European farmers have been complaining about wolves for years. The question is whether the death penalty is the solution.

Wolves had completely disappeared in von der Leyen’s home region until wildlife preservation efforts led to their reappearance about 15 years ago.

Since then, their presence has been a source of constant tension. With around 1,200 wolves prowling across Germany, annual livestock losses run into the thousands.

Even with the largest population of wolves, predators rarely prey on horses.

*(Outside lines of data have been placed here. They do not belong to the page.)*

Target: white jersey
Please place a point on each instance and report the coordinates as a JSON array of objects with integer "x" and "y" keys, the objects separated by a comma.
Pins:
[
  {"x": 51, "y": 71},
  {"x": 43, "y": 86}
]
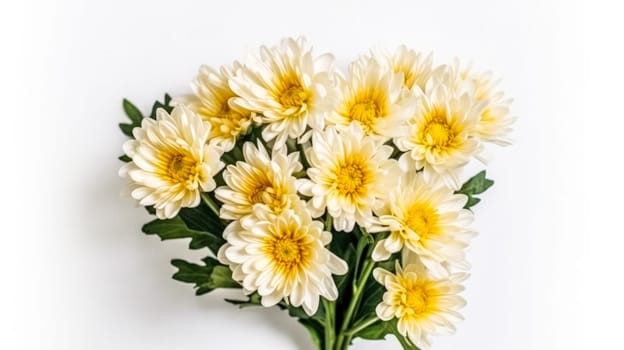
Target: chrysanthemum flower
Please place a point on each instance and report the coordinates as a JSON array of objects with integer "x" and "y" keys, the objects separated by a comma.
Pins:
[
  {"x": 373, "y": 96},
  {"x": 426, "y": 218},
  {"x": 212, "y": 99},
  {"x": 494, "y": 120},
  {"x": 440, "y": 138},
  {"x": 171, "y": 162},
  {"x": 259, "y": 179},
  {"x": 282, "y": 256},
  {"x": 349, "y": 174},
  {"x": 415, "y": 67},
  {"x": 423, "y": 305},
  {"x": 289, "y": 87}
]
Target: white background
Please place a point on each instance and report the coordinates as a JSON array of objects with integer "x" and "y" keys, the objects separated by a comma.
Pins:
[{"x": 78, "y": 274}]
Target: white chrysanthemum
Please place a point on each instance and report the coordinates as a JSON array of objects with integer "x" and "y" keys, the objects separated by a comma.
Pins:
[
  {"x": 495, "y": 120},
  {"x": 415, "y": 67},
  {"x": 373, "y": 96},
  {"x": 213, "y": 101},
  {"x": 349, "y": 174},
  {"x": 427, "y": 219},
  {"x": 282, "y": 256},
  {"x": 290, "y": 87},
  {"x": 171, "y": 162},
  {"x": 259, "y": 179},
  {"x": 440, "y": 139},
  {"x": 423, "y": 305}
]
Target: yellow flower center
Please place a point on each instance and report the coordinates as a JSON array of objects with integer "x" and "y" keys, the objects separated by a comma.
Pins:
[
  {"x": 422, "y": 219},
  {"x": 365, "y": 112},
  {"x": 290, "y": 251},
  {"x": 286, "y": 251},
  {"x": 437, "y": 132},
  {"x": 229, "y": 122},
  {"x": 267, "y": 194},
  {"x": 487, "y": 117},
  {"x": 293, "y": 96},
  {"x": 181, "y": 168},
  {"x": 351, "y": 177},
  {"x": 414, "y": 300}
]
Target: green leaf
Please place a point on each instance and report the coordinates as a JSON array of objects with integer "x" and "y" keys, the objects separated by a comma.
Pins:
[
  {"x": 176, "y": 228},
  {"x": 127, "y": 128},
  {"x": 252, "y": 300},
  {"x": 135, "y": 116},
  {"x": 316, "y": 331},
  {"x": 132, "y": 112},
  {"x": 475, "y": 185},
  {"x": 124, "y": 158},
  {"x": 376, "y": 331},
  {"x": 373, "y": 292},
  {"x": 206, "y": 278},
  {"x": 166, "y": 105}
]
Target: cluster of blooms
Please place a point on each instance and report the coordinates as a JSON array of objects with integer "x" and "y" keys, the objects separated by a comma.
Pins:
[{"x": 381, "y": 146}]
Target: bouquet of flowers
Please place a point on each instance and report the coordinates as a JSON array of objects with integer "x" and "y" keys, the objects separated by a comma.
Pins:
[{"x": 337, "y": 197}]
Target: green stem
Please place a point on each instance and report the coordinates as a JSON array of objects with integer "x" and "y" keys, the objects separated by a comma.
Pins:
[
  {"x": 362, "y": 325},
  {"x": 210, "y": 203},
  {"x": 302, "y": 156},
  {"x": 344, "y": 338},
  {"x": 328, "y": 222},
  {"x": 330, "y": 329}
]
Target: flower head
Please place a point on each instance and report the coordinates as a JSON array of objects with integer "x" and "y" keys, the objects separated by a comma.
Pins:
[
  {"x": 426, "y": 218},
  {"x": 282, "y": 256},
  {"x": 289, "y": 87},
  {"x": 415, "y": 67},
  {"x": 213, "y": 100},
  {"x": 260, "y": 179},
  {"x": 494, "y": 120},
  {"x": 349, "y": 175},
  {"x": 373, "y": 96},
  {"x": 423, "y": 305},
  {"x": 171, "y": 162},
  {"x": 441, "y": 134}
]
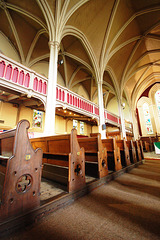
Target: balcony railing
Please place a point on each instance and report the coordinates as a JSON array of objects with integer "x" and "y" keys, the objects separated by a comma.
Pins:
[{"x": 15, "y": 76}]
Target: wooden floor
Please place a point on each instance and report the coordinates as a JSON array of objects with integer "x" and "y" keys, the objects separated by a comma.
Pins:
[{"x": 125, "y": 208}]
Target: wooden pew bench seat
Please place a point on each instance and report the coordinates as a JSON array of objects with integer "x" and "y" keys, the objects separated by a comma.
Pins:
[
  {"x": 113, "y": 154},
  {"x": 63, "y": 159},
  {"x": 95, "y": 156}
]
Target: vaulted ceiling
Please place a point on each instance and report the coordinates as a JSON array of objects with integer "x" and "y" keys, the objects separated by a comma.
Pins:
[{"x": 117, "y": 41}]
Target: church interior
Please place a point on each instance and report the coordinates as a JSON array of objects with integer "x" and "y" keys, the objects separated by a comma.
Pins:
[{"x": 80, "y": 119}]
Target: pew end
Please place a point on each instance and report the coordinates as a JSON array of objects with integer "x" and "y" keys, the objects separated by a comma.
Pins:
[{"x": 20, "y": 166}]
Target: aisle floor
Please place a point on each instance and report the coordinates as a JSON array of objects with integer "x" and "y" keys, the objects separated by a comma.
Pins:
[{"x": 126, "y": 208}]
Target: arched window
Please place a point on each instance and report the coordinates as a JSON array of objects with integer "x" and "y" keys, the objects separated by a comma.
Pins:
[
  {"x": 147, "y": 118},
  {"x": 157, "y": 98}
]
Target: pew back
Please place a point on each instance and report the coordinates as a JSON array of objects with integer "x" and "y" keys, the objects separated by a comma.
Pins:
[
  {"x": 125, "y": 158},
  {"x": 94, "y": 153},
  {"x": 113, "y": 154},
  {"x": 63, "y": 159},
  {"x": 132, "y": 151}
]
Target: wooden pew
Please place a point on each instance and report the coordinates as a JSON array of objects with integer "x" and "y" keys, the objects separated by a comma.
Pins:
[
  {"x": 63, "y": 160},
  {"x": 141, "y": 149},
  {"x": 95, "y": 156},
  {"x": 113, "y": 154},
  {"x": 138, "y": 151},
  {"x": 125, "y": 158},
  {"x": 132, "y": 151},
  {"x": 20, "y": 172}
]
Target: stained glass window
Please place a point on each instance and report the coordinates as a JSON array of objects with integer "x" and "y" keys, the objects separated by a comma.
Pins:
[
  {"x": 37, "y": 118},
  {"x": 81, "y": 127},
  {"x": 157, "y": 98},
  {"x": 147, "y": 118}
]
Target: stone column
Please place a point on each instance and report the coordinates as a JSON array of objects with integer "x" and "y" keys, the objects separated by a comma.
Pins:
[
  {"x": 101, "y": 110},
  {"x": 135, "y": 124},
  {"x": 120, "y": 108},
  {"x": 49, "y": 128}
]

“A wolf is a wolf, but that individual wolf has probably learned that it is possible to attack and take horses,” said Frank Faß, a German wolf expert, referring to GW950m, adding that the case was always the exception to the rule.

Although Faß said he appreciates the arguments for eliminating a wolf behind a kill like that of GW950m, hunting the animals (the authorities enlist local hunters for this task) is easier said than done. to do. Faß says special fences, although expensive, are a better remedy.

“What we’ve seen in Lower Saxony is that when a wolf gets shot, it’s never the right one,” he said.

Indeed, GW950m is living proof of that. Authorities first put him on their target list in 2021, but removed him after a hunter shot and killed a female member of what became known as the “Burgdorf Pack”.

For now, GW950m remains a fugitive. The current bounty on his head expires on January 31, after which he will be free to roam again.

Unless that’s the case, the President of the Commission stands in his way.

This article is part of POLITICO Pro

The one-stop solution for policy professionals fusing the depth of POLITICO journalism with the power of technology

Exclusive and never-before-seen scoops and ideas

Personalized Policy Intelligence Platform

A high-level public affairs network


Not all news on the site expresses the point of view of the site, but we transmit this news automatically and translate it through programmatic technology on the site and not from a human editor.